Medieval fair held in Yorkshire, England

During the late Middle Ages the seaside town of Scarborough, in Yorkshire, was an important venue for traders from all over England. It was host to a huge 45-day trading event starting on 15 August, and continuing until the end of September. Merchants came to it from all areas of England, Norway, Denmark, the Baltic states, the Byzantine Empire and the Ottoman Empire. Scarborough Fair originated from a royal charter granted by King Henry III of England on 22 January 1253. The charter, which gave Scarborough many privileges, stated "The Burgesses and their heirs forever may have a yearly fair in the Borough, to continue from the Feast of the Assumption of the Blessed Virgin Mary until the Feast of St Michael next following" (15 August – 29 September). Naturally, such a large occasion attracted a lot more than just tradesmen; they needed to be entertained and fed and therefore large crowds of buyers, sellers, and pleasure-seekers attended the fair. Prices were determined by supply and demand, with goods often being exchanged through the barter system. Records show that from 1383 due to another fair in neighbouring Seamer, Scarborough's prosperity slumped.

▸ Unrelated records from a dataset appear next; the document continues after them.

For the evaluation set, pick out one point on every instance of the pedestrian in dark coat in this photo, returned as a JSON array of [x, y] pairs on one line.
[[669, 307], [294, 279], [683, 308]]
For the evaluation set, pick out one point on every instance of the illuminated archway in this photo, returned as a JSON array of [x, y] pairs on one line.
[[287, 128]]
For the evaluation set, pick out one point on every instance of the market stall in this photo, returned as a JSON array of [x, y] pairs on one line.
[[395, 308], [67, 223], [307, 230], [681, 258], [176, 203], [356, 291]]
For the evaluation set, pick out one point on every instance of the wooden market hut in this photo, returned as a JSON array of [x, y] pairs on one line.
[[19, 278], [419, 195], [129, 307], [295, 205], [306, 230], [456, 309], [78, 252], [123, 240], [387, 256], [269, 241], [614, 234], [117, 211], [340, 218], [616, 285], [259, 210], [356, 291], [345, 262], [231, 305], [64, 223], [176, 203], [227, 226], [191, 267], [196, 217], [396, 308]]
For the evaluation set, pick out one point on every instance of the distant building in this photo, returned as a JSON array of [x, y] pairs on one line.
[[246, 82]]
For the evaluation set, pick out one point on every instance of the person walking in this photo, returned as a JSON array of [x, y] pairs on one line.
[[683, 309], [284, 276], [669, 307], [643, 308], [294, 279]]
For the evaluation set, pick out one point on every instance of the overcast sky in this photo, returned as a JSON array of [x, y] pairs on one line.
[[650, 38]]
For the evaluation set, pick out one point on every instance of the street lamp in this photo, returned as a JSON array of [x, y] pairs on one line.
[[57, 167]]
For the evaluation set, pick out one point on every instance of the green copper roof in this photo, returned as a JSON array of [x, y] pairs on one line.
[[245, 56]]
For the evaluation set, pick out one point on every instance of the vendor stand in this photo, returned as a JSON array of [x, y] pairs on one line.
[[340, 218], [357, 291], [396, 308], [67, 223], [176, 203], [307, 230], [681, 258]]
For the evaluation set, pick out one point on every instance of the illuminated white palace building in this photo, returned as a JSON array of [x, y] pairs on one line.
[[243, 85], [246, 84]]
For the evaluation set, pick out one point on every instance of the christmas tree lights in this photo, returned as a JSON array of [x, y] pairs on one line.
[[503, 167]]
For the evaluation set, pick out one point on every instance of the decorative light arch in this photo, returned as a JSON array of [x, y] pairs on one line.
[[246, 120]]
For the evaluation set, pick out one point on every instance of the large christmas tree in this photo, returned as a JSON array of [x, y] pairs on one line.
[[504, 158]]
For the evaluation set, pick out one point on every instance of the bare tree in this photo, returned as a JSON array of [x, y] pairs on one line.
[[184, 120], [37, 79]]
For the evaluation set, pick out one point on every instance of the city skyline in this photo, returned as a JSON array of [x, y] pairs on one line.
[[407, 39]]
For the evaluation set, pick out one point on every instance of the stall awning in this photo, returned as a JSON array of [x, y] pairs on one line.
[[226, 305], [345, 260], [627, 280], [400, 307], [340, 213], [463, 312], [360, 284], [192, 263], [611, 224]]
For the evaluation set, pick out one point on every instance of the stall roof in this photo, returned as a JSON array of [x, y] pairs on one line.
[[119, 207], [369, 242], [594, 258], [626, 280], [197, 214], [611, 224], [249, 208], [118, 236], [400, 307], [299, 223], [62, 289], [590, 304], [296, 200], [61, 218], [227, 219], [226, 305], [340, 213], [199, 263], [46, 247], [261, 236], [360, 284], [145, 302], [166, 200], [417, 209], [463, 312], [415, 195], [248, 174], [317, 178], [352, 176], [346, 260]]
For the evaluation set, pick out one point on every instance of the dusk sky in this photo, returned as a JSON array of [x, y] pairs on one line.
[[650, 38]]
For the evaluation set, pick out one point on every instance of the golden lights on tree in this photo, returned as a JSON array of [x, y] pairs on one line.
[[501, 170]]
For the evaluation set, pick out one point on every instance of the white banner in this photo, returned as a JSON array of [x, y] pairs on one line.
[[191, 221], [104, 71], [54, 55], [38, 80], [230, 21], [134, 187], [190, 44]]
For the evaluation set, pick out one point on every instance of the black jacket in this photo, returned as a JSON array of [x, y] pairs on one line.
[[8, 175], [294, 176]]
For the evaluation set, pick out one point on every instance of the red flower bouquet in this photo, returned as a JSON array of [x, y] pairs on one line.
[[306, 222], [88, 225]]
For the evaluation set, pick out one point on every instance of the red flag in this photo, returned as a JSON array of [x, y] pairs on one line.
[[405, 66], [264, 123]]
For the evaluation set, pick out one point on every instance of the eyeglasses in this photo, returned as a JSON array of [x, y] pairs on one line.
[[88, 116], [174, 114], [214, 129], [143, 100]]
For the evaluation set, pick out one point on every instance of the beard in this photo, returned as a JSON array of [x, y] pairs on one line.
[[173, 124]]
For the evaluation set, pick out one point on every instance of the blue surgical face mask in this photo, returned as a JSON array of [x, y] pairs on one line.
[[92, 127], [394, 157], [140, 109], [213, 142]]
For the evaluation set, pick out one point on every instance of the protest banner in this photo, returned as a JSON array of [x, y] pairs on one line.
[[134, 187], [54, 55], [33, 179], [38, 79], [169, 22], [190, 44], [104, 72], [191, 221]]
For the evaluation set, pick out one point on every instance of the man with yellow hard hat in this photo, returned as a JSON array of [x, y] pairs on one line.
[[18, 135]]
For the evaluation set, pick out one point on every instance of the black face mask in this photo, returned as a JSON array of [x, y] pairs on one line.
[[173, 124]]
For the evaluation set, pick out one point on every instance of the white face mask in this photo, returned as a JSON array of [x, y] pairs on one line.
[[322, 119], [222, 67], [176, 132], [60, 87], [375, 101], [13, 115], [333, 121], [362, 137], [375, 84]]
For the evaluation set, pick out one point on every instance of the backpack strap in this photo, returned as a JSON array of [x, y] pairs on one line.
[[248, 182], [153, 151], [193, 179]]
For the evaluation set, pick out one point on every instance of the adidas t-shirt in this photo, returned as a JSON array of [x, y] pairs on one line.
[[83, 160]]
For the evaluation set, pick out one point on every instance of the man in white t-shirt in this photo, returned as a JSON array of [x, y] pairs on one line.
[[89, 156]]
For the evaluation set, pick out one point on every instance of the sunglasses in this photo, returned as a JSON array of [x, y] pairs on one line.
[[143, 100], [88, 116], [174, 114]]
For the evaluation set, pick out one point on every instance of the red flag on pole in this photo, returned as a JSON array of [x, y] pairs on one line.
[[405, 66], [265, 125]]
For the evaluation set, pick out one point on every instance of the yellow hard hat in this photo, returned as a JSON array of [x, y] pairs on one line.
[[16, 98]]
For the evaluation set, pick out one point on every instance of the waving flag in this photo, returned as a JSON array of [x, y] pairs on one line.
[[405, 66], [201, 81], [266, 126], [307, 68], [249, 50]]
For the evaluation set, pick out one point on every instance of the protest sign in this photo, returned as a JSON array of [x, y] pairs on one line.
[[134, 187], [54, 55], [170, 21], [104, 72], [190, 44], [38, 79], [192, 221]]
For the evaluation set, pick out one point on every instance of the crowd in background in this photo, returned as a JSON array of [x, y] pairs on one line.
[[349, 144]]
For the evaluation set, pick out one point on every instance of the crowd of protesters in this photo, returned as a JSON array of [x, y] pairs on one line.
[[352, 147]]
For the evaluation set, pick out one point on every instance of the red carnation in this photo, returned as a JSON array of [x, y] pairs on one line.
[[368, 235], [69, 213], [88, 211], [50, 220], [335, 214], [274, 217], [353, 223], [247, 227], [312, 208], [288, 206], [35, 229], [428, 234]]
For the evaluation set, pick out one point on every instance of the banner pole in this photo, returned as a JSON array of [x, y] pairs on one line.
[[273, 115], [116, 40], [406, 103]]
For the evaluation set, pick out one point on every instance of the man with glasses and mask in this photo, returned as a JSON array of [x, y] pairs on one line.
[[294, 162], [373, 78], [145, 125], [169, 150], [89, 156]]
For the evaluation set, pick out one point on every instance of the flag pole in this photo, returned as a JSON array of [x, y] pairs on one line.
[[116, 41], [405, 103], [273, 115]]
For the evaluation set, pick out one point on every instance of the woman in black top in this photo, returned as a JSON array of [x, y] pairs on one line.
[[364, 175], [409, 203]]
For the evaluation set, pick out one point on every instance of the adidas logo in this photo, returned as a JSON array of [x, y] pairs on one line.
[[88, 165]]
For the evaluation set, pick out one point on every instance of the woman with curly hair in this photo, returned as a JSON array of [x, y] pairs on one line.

In the early 17th century, competition from other towns' markets and fairs and increasing taxation saw further collapse of the Fair until it eventually became financially untenable. The market was revived again in the 18th century, but due to intense competition, Scarborough Fair finally ended in 1788, due to the popularity of the nearby Seamer Fair.

The traditional "Scarborough Fair" no longer exists, but a number of low-key celebrations take place every September to mark the original event. Scarborough Fair in July 2006, witnessed medieval jousting competitions hosted by English Heritage in addition to the usual attractions. In 2016, a revival of the fair as a music festival headlined by Richard Ashcroft was attempted. Organizers canceled one month before the festival, citing "logistical issues".

It was announced on 3 January 2023, that the Fair would be re-established. The festival will be reimagined as a year round programme of distinctive arts, heritage, culinary, music events and sporting contests. Planning is initially for the period 2023 to 2026.

The fair features in the traditional English ballad "Scarborough Fair".